Anyway I was thinking about cooking it for my class at school. All the food would be for is a quick little lunch and not to gorge out on so Im wondering if I have enough food for everyone. There are 20 people including staff here. Wheres what I have to work with.

5LB butt pulled

22 chicken legs

Wicked baked beans

Potato salad.

I think if everyone has a chicken leg and a sandwich it will be enough with the sides. Plus there is a couple here that dont eat pork. I think its cutting it close but thats what I have to work with. I do not have the funds to go buy any more supplies....what do you guys think.


----------



## otter (Jul 5, 2011)

You should have a plenty for all . Especially a class of students


----------



## SmokinAl (Jul 5, 2011)

Sounds like it will work to me.


----------



## lspilot82 (Jul 5, 2011)

otter said:


> You should have a plenty for all . Especially a class of students




Well its a class of adult students...lol.
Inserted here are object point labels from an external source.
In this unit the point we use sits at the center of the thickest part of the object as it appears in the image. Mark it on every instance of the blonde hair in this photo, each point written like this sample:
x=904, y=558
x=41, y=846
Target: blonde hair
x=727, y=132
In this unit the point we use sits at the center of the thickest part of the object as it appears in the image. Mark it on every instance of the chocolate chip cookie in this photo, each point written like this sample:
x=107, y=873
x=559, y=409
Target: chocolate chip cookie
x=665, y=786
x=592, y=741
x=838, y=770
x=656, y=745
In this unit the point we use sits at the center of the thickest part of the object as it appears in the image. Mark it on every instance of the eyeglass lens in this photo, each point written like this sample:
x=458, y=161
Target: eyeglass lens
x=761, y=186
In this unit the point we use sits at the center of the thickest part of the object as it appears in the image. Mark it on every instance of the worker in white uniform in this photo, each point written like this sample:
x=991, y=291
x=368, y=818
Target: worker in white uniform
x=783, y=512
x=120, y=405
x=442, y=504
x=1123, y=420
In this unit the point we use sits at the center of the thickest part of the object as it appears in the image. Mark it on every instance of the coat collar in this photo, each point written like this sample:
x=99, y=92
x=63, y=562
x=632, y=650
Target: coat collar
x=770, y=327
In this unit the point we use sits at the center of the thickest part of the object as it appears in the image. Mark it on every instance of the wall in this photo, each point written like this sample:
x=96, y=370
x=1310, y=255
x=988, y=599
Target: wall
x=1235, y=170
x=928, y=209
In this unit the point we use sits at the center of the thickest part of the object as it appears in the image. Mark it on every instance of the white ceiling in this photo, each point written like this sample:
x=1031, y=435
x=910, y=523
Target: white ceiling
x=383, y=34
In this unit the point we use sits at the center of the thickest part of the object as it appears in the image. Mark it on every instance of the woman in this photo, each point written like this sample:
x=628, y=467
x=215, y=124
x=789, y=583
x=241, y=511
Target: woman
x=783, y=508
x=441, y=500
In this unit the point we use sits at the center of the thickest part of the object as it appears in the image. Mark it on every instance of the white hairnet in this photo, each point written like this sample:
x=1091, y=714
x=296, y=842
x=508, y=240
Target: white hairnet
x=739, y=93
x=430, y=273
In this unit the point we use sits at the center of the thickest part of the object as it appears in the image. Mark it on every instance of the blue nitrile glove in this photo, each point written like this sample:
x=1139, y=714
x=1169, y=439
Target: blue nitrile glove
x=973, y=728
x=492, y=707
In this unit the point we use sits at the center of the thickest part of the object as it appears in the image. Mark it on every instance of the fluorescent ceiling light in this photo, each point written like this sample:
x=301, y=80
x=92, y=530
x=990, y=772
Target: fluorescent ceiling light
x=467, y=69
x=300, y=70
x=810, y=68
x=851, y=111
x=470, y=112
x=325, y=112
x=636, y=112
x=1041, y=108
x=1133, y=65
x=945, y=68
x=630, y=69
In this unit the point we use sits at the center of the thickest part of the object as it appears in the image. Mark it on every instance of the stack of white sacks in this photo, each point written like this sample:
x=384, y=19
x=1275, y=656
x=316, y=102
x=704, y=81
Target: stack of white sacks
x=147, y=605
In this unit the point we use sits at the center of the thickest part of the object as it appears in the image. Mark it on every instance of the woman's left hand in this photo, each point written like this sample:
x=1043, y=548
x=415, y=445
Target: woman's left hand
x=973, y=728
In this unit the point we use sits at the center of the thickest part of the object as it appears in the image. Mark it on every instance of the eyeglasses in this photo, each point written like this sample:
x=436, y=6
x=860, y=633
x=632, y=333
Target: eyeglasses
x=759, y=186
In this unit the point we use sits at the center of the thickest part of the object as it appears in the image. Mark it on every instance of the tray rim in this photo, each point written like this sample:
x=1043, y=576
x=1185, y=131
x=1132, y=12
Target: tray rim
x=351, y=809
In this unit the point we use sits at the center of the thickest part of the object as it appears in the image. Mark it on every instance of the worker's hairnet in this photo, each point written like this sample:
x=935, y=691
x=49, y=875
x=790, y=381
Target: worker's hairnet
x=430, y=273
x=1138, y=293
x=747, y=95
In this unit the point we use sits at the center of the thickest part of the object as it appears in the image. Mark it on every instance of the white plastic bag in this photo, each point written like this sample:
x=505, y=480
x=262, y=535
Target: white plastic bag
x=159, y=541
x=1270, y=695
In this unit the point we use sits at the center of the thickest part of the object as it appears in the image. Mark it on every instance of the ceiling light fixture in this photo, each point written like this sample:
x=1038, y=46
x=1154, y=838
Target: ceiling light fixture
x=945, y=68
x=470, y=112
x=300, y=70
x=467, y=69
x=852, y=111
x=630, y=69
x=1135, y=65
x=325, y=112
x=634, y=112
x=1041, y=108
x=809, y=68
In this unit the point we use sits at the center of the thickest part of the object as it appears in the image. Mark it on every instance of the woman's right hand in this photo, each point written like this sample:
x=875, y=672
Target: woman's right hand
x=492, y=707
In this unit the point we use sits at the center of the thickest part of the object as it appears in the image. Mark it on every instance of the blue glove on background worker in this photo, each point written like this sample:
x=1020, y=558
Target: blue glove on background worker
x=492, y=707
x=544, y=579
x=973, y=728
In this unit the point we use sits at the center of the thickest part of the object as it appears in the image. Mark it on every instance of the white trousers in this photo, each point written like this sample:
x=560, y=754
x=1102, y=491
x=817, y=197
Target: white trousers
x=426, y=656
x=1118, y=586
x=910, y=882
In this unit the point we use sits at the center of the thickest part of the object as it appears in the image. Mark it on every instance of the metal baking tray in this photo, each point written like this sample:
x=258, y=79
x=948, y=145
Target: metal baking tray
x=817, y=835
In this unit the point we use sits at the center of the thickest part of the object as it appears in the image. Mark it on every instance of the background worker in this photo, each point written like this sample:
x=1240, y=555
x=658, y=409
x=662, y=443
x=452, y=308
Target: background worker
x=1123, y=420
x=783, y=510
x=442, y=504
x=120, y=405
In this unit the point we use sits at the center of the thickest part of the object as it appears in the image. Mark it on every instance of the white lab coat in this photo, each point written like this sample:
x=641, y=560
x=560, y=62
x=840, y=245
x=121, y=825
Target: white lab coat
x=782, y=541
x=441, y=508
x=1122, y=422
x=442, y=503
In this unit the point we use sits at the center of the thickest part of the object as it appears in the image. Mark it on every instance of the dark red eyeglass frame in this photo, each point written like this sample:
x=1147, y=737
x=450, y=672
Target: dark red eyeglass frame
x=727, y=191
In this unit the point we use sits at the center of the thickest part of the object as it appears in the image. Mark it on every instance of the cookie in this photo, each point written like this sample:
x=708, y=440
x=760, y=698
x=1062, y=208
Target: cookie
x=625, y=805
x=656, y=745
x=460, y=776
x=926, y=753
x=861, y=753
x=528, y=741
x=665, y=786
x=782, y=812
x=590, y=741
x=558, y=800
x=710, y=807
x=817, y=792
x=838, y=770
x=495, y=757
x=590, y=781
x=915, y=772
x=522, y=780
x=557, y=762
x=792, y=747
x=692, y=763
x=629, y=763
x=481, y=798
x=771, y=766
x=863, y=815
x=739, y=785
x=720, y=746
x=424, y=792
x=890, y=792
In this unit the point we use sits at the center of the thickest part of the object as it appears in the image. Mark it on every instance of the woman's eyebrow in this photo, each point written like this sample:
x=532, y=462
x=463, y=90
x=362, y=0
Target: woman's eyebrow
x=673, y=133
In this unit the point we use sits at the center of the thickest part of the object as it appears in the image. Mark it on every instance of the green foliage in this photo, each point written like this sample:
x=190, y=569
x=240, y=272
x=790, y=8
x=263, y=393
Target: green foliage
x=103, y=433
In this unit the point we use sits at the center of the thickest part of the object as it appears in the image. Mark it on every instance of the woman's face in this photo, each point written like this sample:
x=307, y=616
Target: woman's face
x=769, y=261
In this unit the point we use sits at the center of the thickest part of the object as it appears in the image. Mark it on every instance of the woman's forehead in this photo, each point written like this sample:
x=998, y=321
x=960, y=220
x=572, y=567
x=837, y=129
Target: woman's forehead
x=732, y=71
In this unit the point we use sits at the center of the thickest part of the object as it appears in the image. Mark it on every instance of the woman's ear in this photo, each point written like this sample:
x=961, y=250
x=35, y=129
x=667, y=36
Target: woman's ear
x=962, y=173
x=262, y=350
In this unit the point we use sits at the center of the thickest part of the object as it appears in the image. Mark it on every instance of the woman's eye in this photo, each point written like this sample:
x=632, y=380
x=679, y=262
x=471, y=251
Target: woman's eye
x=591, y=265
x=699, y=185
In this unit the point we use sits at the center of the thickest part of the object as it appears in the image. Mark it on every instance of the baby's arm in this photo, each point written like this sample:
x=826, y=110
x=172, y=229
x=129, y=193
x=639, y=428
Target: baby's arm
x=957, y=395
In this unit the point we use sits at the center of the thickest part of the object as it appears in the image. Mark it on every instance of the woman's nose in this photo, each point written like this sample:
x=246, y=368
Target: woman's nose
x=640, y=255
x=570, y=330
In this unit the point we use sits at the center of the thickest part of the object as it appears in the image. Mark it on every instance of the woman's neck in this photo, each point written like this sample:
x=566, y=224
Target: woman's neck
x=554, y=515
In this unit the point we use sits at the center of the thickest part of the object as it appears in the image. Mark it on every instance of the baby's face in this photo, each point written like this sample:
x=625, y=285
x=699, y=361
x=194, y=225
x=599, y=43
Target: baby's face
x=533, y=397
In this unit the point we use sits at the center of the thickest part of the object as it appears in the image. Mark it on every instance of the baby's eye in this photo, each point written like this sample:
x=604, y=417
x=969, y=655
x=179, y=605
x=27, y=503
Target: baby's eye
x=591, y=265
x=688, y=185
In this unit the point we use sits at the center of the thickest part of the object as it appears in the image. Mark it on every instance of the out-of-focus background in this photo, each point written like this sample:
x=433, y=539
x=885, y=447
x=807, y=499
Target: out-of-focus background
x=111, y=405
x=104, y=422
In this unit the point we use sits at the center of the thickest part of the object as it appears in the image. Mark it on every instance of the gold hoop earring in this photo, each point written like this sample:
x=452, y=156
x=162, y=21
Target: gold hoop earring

Still should be good you guys think?


----------



## otter (Jul 5, 2011)

I think you will be fine as long as it isn't a half day affair LOL


----------



## lspilot82 (Jul 5, 2011)

otter said:


> I think you will be fine as long as it isn't a half day affair LOL




Nope we only getting a hour lunch. Im making the pulled pork tonight as well as the tater salad and will reheat the pulled pork tomorrow on the gas grill here at school. In the morning I'm going to wake up early and do the baked beans and chicken and then bring the chicken back up to temp right before lunch. I hope it all works out.


----------



## otter (Jul 5, 2011)

You should be fine with that .... Sounds like a plan !!! Just dont over sleep LOL


----------



## lspilot82 (Jul 5, 2011)

otter said:


> You should be fine with that .... Sounds like a plan !!! Just dont over sleep LOL




Nah I won't. I have to be at school at 8am so ill wake up at 515 have the chicken in by 530 and out and ready by 7 or 715. I smoked a couple legs yesterday to gauge the time since I never cooked legs before and they took just over an hour.


----------



## otter (Jul 5, 2011)

Sounds like you got a plan then I'm sure things will go well for you and congrats in advance .. need Q-view with this you know lol


----------



## lspilot82 (Jul 5, 2011)

otter said:


> Sounds like you got a plan then I'm sure things will go well for you and congrats in advance .. need Q-view with this you know lol




Ahh...figures. I'll see if I can get some Q-View going for you guys.


----------



## otter (Jul 5, 2011)

LOL  
	

	
	
		
		



		
			






   LOL  Luck I Know You WILL DO WELL


----------



## flutterbye1 (Jul 5, 2011)

You should be just fine, plus with you bring food for your students I think they will be very happy.. Like you said its not a feast...  Happy smoking and enjoy


----------



## sunman76 (Jul 5, 2011)

What time is lunch?


----------



## lspilot82 (Jul 5, 2011)

sunman76 said:


> What time is lunch?




Tomorrow at noon. Eastern Standard Time....lol


----------